Some of the residents work in the wood shop making furniture and other items for personal satisfaction and to sell to help subsidize the cost of living at the Olive Branch, a collection of residential properties that has expanded over the years to become a close-knit community. The group takes in adults of different ages and gender, but currently consists of a group of men aged 39 to 79.
Last week, the residents were more than happy to show visitors one of their most recent projects, a “rat rod.” The rat rod, powered by a lawn mower engine and capable of reaching around
40 mph, is, in the best rat rod tradition, a functional Frankenstein of a vehicle.
Welded together from the parts of an old pickup, a Toyota Celica and a golf cart, the purple metal monster sports a homemade chainlink steering wheel as well as just about a homemade everything else.
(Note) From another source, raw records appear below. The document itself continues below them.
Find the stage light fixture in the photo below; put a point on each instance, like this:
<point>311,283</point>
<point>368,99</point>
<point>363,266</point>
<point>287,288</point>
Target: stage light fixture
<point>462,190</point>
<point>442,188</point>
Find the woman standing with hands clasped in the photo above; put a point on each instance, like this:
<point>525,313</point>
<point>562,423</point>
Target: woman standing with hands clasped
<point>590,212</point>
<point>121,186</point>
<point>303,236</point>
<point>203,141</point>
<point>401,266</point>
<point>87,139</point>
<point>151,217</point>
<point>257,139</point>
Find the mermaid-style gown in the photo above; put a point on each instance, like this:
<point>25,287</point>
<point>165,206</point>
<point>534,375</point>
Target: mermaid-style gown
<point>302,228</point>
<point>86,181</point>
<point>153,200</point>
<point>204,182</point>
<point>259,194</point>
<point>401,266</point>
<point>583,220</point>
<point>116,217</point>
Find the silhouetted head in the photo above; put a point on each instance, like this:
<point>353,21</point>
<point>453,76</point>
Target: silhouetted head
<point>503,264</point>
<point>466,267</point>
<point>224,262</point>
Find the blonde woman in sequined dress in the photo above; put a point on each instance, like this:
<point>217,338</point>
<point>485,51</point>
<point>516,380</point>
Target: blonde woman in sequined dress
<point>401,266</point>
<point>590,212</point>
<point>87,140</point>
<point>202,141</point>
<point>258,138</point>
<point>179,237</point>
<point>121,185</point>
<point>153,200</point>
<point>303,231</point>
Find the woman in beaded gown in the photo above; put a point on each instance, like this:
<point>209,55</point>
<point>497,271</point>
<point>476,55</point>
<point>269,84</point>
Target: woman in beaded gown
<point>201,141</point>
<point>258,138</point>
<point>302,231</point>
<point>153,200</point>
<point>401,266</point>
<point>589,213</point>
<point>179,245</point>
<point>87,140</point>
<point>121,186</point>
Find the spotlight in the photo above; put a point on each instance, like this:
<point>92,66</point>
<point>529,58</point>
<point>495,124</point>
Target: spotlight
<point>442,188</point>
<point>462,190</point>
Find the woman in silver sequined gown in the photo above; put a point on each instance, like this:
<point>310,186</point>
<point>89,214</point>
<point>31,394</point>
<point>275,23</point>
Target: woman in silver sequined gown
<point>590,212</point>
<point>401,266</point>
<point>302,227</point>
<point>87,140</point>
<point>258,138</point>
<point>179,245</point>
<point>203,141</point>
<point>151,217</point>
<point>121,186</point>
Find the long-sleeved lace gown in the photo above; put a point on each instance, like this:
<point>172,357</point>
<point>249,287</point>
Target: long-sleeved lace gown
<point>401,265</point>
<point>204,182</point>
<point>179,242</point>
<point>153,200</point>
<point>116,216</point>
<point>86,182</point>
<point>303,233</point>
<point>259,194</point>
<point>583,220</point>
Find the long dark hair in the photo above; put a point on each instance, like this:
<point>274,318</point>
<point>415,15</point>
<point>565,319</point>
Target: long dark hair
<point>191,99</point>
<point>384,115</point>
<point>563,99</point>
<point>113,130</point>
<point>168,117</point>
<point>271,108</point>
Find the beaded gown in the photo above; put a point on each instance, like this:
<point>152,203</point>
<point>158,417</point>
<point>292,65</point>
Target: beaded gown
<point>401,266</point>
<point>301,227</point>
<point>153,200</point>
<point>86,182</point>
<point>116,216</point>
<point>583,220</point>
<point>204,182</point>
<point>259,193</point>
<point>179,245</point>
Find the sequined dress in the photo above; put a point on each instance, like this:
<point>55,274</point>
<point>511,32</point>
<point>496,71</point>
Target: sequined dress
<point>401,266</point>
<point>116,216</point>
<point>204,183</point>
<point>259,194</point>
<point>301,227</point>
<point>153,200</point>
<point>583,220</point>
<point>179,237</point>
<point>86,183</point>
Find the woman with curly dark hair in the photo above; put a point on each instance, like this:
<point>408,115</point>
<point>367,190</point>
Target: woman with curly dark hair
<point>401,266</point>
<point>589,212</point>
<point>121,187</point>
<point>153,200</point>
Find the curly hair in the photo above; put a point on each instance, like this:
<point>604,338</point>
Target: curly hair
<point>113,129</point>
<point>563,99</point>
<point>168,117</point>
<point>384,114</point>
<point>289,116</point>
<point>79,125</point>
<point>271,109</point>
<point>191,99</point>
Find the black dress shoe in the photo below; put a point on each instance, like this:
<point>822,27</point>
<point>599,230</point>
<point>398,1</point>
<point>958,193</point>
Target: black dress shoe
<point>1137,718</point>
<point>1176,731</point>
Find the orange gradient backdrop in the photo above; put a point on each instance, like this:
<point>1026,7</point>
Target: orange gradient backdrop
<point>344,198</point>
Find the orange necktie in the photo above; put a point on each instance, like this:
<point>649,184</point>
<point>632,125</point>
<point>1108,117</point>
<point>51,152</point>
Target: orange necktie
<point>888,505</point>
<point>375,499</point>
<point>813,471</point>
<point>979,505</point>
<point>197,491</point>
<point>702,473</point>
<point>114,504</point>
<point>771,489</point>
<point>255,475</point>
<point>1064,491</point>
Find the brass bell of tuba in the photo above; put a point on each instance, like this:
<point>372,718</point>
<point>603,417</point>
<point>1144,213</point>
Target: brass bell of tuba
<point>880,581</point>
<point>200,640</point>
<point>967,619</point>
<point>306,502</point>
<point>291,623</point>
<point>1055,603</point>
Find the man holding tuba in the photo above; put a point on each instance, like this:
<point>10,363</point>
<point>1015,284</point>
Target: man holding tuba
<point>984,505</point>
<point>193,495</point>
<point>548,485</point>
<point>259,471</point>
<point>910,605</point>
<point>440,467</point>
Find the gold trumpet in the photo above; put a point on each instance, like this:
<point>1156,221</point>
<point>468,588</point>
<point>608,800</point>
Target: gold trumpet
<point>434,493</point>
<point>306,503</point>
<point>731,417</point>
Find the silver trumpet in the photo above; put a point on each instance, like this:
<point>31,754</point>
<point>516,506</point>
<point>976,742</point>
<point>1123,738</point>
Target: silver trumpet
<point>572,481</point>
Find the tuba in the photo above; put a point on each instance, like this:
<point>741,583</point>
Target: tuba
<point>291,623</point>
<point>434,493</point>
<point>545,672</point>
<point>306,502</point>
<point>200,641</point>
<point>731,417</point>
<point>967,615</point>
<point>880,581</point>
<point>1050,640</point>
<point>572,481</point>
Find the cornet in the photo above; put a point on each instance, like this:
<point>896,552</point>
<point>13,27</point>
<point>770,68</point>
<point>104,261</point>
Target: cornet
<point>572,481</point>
The idea for the rat rod began when one of the Olive Branch’s founders, Steve Howell, was looking to find some sort of motorized wheelchair to get around, Peterson said.
“The thing was, though, that he wanted something that could go in reverse,” Peterson said.
Staff and residents worked hard on the rat rod, scavenging parts where they could and coming up with innovative solutions to get things to work out. The day it was finally finished a year ago was unfortunately the day Howell passed away.
Today, Howell’s wife, Cyndi, carries on as the program’s director.
The auto shop at the Olive Branch is a favorite spot for many of the residents who love learning how to work with all things mechanical and metal, Peterson said, and especially love being given an opportunity to have a place to bring their creativity and ideas to life. It’s also an ideal location to keep the residents occupied when the Arizona summer sets in, Peterson said.
The group takes the rat rod around to different car shows, Peterson said, but it’s still a work in progress. Currently, the team is looking to find the body of a 1930s-era pickup truck to incorporate into the rat rod’s design.
“Most of those [trucks] end up as decorations in someone’s garden,” Peterson said, “but we’re still looking.”
Nearby, resident Bob Davis contemplates the feasibility of attaching a trailer he helped build to the back of the rat rod.
“We’re gonna need a hitch,” Davis said.
The rat rod was far from the first project undertaken by the residents of the Olive Branch, said Peterson, a man who has been “building hot rods since I was a teenager.”
The residents have also worked on a 1950s Ford pickup that was another dream of Howell’s. This one, he did get to drive.
“He just never thought he’d get one because of everything he invested to run this place,” Peterson said.
Another one of the group’s vehicular creations was shown off in a hot rod magazine, and Peterson said the editorial staff has told him to just let them know when they’re finished with their next project.
It doesn’t particularly matter the type of project that comes out of the shop, Peterson said.
“The biggest thing for these guys is the sense of accomplishment they get,” Peterson said.